24

I use

sns.distplot 

to plot a univariate distribution of observations. Still, I need not only the chart, but also the data points. How do I get the data points from matplotlib Axes (returned by distplot)?

tesgoe
  • 1,012
  • 3
  • 10
  • 19

4 Answers4

31

You can use the matplotlib.patches API. For instance, to get the first line:

sns.distplot(x).get_lines()[0].get_data()

This returns two numpy arrays containing the x and y values for the line.

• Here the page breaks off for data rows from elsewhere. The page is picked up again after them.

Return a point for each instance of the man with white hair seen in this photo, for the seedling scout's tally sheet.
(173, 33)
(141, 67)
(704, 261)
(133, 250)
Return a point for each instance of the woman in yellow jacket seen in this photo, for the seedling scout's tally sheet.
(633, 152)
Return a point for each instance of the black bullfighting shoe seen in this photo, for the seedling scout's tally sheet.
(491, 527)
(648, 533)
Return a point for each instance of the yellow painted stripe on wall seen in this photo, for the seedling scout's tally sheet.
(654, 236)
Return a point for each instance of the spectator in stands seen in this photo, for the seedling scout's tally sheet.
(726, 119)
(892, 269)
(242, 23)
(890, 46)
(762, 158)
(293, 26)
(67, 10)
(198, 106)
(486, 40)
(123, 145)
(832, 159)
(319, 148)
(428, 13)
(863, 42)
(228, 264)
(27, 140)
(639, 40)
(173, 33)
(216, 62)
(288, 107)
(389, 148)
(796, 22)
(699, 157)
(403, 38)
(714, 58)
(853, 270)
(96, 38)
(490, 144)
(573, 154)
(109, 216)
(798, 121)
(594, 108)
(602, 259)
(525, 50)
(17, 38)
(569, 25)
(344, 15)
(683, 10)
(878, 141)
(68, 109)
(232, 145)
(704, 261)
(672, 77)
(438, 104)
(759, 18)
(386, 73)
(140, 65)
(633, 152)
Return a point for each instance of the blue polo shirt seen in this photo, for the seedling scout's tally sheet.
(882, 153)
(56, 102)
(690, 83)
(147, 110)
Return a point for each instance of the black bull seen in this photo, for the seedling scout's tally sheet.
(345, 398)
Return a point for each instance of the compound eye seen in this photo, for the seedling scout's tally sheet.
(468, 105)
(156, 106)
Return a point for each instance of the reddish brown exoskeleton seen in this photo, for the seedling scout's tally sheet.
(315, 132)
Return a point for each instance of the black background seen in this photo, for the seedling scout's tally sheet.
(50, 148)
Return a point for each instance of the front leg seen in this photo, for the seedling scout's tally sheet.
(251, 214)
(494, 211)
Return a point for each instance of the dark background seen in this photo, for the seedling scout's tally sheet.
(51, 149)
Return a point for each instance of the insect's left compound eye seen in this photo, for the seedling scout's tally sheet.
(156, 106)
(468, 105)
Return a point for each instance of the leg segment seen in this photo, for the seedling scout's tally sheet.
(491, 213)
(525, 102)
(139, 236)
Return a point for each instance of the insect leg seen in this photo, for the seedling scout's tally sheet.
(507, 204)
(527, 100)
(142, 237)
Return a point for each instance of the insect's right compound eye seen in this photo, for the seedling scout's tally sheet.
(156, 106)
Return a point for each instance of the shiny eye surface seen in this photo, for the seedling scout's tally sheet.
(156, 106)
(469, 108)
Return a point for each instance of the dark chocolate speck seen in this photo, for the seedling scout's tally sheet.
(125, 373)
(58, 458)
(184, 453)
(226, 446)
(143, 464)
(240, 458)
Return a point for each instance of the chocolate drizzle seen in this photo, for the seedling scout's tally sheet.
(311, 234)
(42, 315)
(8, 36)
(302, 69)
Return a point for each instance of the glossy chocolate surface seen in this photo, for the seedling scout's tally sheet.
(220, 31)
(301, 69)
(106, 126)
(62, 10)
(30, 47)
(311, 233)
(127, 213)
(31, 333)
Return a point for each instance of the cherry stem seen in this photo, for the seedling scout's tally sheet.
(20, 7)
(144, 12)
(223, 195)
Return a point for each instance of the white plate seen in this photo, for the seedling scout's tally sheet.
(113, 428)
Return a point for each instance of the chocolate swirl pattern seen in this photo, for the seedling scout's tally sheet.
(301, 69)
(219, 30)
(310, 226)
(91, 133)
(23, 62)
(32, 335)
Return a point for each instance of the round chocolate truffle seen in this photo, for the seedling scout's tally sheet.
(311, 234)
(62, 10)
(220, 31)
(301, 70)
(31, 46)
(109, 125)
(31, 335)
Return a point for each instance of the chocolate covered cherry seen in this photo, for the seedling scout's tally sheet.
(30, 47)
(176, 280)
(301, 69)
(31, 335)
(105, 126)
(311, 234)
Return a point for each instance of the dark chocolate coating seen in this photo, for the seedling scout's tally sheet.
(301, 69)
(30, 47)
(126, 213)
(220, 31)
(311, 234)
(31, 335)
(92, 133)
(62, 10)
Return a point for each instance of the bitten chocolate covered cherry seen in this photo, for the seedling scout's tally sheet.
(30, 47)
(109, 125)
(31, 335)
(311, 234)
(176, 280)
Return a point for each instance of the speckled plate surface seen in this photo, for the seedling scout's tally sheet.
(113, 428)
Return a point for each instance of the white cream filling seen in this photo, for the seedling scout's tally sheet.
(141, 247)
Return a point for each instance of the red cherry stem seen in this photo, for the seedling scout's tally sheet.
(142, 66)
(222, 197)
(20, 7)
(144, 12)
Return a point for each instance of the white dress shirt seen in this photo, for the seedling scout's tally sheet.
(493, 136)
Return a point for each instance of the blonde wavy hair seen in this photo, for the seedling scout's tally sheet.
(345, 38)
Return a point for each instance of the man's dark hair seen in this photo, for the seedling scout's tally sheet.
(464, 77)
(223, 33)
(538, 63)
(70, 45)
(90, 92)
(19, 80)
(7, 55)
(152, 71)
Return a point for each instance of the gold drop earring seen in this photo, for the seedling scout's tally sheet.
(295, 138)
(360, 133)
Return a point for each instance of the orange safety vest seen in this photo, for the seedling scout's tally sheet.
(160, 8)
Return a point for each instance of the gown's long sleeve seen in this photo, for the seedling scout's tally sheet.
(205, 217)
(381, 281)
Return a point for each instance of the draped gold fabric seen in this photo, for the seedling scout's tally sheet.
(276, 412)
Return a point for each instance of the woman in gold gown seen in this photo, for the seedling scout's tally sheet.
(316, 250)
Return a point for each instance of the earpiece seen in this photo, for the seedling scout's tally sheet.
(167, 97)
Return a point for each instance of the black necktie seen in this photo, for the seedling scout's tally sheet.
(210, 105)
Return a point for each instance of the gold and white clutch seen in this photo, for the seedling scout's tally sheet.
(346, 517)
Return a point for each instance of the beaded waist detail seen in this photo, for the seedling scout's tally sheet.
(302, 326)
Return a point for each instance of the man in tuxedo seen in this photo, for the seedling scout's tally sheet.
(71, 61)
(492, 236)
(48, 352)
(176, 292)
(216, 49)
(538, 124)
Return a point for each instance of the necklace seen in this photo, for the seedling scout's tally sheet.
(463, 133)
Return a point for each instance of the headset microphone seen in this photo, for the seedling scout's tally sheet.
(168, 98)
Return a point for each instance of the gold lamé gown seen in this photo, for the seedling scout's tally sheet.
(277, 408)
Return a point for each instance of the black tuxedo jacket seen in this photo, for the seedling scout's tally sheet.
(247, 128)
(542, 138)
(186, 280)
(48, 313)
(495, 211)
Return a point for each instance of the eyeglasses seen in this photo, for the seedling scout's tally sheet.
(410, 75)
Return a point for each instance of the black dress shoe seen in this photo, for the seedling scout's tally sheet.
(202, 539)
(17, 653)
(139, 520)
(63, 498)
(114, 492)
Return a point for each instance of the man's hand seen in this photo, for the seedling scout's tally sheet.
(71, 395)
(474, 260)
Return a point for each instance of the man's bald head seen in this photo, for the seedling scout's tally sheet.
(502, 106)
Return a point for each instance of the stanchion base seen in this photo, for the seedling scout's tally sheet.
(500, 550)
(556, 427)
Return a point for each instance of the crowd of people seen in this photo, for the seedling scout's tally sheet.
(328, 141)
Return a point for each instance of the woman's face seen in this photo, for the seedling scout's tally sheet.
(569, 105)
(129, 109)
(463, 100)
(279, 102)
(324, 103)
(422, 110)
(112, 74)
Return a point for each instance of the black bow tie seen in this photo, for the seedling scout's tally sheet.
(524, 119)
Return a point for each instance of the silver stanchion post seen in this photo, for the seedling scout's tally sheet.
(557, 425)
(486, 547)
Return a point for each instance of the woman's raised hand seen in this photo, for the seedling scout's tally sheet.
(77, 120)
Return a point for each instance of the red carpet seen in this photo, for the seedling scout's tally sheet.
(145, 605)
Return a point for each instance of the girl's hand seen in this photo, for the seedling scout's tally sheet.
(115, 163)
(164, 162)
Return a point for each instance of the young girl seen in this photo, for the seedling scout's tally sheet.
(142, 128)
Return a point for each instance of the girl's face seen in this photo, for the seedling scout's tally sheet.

For the bars, information is stored in:

sns.distplot(x).patches

You can access the bar's height via the function patches.get_height():

[h.get_height() for h in sns.distplot(x).patches]
ekhumoro
  • 115,249
  • 20
  • 229
  • 336
Nils Gudat
  • 13,222
  • 3
  • 39
  • 60
  • 8
    This is not strictly reliable. If there were any lines on the `Axes` before the call to `distplot` you will get the data from that line. – tacaswell May 22 '16 at 19:23
  • 4
    Another tip: to get the bin left edges, widths as well as the heights do: `l = [[h.xy[0], h.get_width(), h.get_height()] for h in sns.distplot(x).patches]` – KamKam Feb 27 '20 at 11:26
  • 2
    I have just tested the solution and it does not work for me as 'get_lines()' is not a valid method for a FacetGrid Object. I have succeeded using this answer : https://stackoverflow.com/questions/46248348/seaborn-matplotlib-how-to-access-line-values-in-facetgrid – eidal Feb 10 '21 at 13:41
7

If you want to obtain the kde values of an histogram you can use scikit-learn KernelDensity function instead:

import numpy as np
import pandas as pd
from sklearn.neighbors import KernelDensity

ds=pd.read_csv('data-to-plot.csv')
X=ds.loc[:,'Money-Spent'].values[:, np.newaxis]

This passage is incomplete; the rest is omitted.